Première lecture « Venez, mangez de mon pain, buvez le vin que j’ai préparé » Pr 9, 1-6
Psaume Goûtez et voyez comme est bon le Seigneur ! Ps 33 (34), 2-3, 10-…
Deuxième lecture « Comprenez bien quelle est la volonté du Seigneur » Ep 5, 15-20
Évangile « Ma chair est la vraie nourriture, et mon sang est la vraie boisson » Jn 6, 51-58


En ce temps-là, Jésus disait à la foule : « Moi, je suis le pain vivant, qui est descendu du ciel : si quelqu’un mange de ce pain, il vivra éternellement. Le pain que je donnerai, c’est ma chair, donnée pour la vie du monde. »
Les Juifs se querellaient entre eux : « Comment celui-là peut-il nous donner sa chair à manger ? »
Jésus leur dit alors : « Amen, amen, je vous le dis : si vous ne mangez pas la chair du Fils de l’homme, et si vous ne buvez pas son sang, vous n’avez pas la vie en vous.
Celui qui mange ma chair et boit mon sang a la vie éternelle ; et moi, je le ressusciterai au dernier jour.
En effet, ma chair est la vraie nourriture, et mon sang est la vraie boisson.
Celui qui mange ma chair et boit mon sang demeure en moi, et moi, je demeure en lui.
De même que le Père, qui est vivant, m’a envoyé, et que moi je vis par le Père, de même celui qui me mange, lui aussi vivra par moi.
Tel est le pain qui est descendu du ciel : il n’est pas comme celui que les pères ont mangé. Eux, ils sont morts ; celui qui mange ce pain vivra éternellement. »

«Heureux les invités à la Cène du Seigneur», dit le prêtre en montrant le pain eucharistique à tout le peuple avant d’en commencer la distribution. Quel écho ces paroles ont-elles aujourd’hui chez ceux qui les entendent ?

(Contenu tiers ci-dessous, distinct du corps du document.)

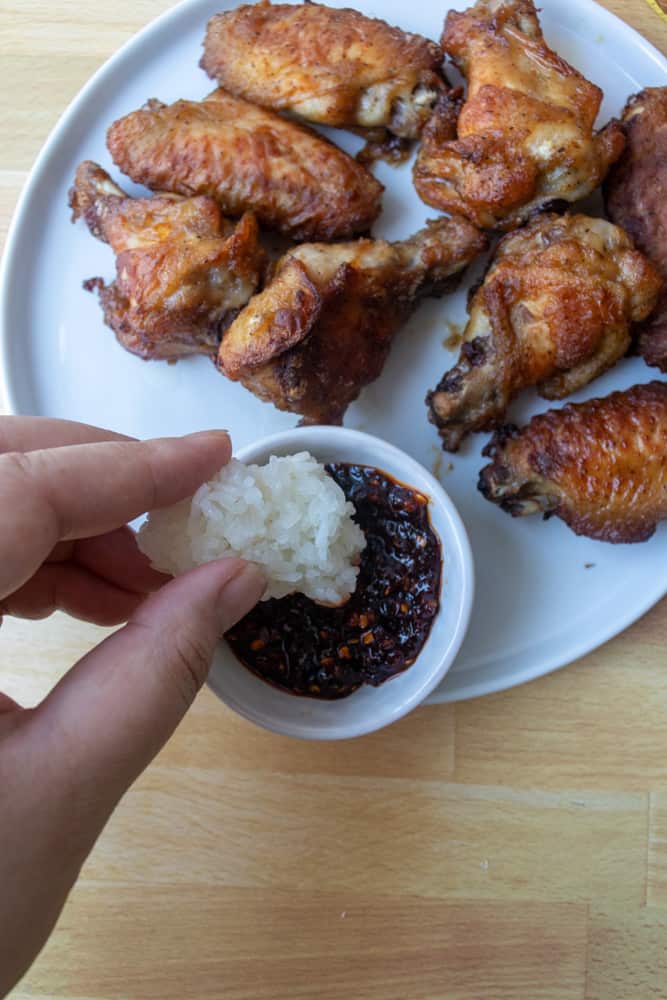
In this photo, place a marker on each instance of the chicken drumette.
(335, 67)
(554, 311)
(524, 136)
(322, 329)
(248, 159)
(636, 198)
(182, 271)
(601, 466)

Beaucoup, sans doute, se sentent heureux de pouvoir communier pour rencontrer le Christ et en nourrir leur vie et leur foi. Quelques-uns se lèvent automatiquement pour accomplir un autre geste routinier et vide de vie. Un nombre important de personnes ne se sentent pas appelées à participer et n’en éprouvent aucune insatisfaction.

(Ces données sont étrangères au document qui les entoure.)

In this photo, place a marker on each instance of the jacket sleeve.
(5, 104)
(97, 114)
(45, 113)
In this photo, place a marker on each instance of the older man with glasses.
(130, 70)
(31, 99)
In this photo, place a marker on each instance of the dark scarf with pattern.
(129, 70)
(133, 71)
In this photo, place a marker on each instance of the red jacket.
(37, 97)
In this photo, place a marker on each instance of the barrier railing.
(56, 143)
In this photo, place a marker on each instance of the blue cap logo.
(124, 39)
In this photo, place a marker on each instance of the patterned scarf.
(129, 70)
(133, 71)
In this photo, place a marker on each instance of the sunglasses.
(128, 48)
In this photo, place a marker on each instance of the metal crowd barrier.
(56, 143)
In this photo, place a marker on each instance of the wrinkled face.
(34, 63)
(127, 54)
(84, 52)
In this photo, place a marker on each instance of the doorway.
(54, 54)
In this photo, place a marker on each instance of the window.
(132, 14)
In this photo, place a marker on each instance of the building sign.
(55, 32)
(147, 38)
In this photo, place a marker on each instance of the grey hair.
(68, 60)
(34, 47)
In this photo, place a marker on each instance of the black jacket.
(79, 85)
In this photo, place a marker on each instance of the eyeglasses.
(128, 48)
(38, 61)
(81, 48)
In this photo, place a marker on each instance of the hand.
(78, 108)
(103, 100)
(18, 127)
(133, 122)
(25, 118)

Et pourtant, pour le chrétien, la communion peut être le geste le plus important et le plus central de toute la semaine, si elle est vécue avec toute son expressivité et son dynamisme.

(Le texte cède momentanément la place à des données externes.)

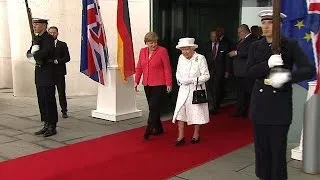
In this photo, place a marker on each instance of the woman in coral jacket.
(154, 65)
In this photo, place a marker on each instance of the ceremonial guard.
(271, 100)
(41, 54)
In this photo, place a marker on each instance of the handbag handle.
(197, 84)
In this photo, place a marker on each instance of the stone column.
(5, 57)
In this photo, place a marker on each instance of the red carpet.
(126, 155)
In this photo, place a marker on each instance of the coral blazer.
(156, 70)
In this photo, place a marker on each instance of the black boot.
(51, 131)
(43, 130)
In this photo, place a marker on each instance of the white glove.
(31, 59)
(279, 78)
(275, 60)
(186, 81)
(35, 48)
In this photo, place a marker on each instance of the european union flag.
(298, 25)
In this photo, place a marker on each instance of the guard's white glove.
(35, 48)
(275, 60)
(278, 79)
(186, 81)
(31, 59)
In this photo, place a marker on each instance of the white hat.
(268, 14)
(186, 42)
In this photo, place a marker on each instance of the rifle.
(276, 27)
(30, 19)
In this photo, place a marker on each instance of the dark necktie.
(214, 50)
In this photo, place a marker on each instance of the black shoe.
(146, 136)
(65, 115)
(180, 142)
(50, 132)
(158, 132)
(41, 131)
(147, 133)
(195, 141)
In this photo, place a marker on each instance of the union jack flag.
(94, 50)
(314, 11)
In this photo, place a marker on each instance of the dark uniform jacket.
(240, 61)
(273, 106)
(44, 70)
(61, 53)
(218, 66)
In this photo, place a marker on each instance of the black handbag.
(199, 96)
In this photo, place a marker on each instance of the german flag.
(125, 55)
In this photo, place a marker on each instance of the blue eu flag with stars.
(298, 25)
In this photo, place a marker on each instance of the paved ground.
(19, 118)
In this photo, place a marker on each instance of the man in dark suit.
(243, 83)
(61, 57)
(271, 103)
(216, 52)
(41, 53)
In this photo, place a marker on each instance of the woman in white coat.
(191, 66)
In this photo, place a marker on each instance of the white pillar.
(117, 100)
(5, 57)
(296, 153)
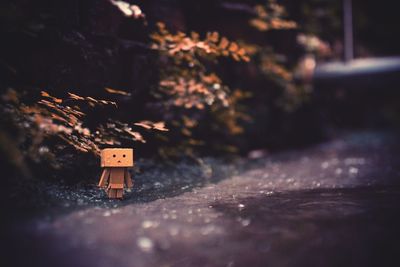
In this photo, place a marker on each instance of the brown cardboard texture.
(117, 157)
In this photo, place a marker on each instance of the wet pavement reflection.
(335, 204)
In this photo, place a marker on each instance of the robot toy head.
(117, 157)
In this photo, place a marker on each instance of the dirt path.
(335, 204)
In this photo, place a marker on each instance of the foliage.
(67, 120)
(193, 88)
(187, 82)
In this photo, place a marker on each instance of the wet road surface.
(335, 204)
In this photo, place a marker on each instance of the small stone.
(145, 244)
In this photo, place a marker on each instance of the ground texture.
(334, 204)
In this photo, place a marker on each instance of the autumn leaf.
(118, 92)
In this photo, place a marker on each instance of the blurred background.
(192, 86)
(222, 76)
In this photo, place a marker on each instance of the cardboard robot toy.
(115, 176)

La préparation commence par le chant ou la récitation du Notre Père. Nous ne nous préparons pas chacun de notre côté pour communier individuellement. Nous allons à la communion comme une famille qui, au-delà des tensions et des différences, veut vivre fraternellement en invoquant le même Père et en se retrouvant tous dans le même Christ.

Il ne s’agit pas de prier le «Notre Père» durant la Messe. Cette prière acquiert une profondeur particulière à ce moment. Le geste du prêtre, les mains ouvertes et levées, est une invitation à adopter une attitude confiante d’invocation. Les demandes résonnent différemment au moment de la communion: «donne-nous le pain» et nourris notre vie dans cette communion; «que ton règne vienne» et que le Christ vienne dans cette communauté; «pardonne-nous nos offenses» et prépare-nous à recevoir ton Fils…

La préparation se poursuit par l’accolade de la paix, un geste évocateur et puissant qui nous invite à briser l’isolement, la distance et le manque de solidarité égoïste. Ce rite, précédé d’une double prière demandant la paix, n’est pas simplement un geste d’amitié. Il exprime l’engagement à vivre en diffusant «la paix du Seigneur», en guérissant les blessures, en éliminant la haine, en ravivant le sens de la fraternité, en réveillant la solidarité.

L’invocation «Seigneur, je ne suis pas digne…», prononcée avec une foi humble et avec le désir de vivre plus fidèlement à Jésus, est le dernier geste avant de s’avancer en chantant pour recevoir le Seigneur. La main tendue et ouverte exprime l’attitude de celui qui, pauvre et démuni, est ouvert pour recevoir le pain de la vie.

Le silence reconnaissant et confiant qui nous fait prendre conscience de la proximité du Christ et de sa présence vivante en nous, la prière de toute la communauté chrétienne et la bénédiction finale clôturent la communion. Notre foi ne serait-elle pas réaffirmée si nous recevions la communion avec plus de profondeur?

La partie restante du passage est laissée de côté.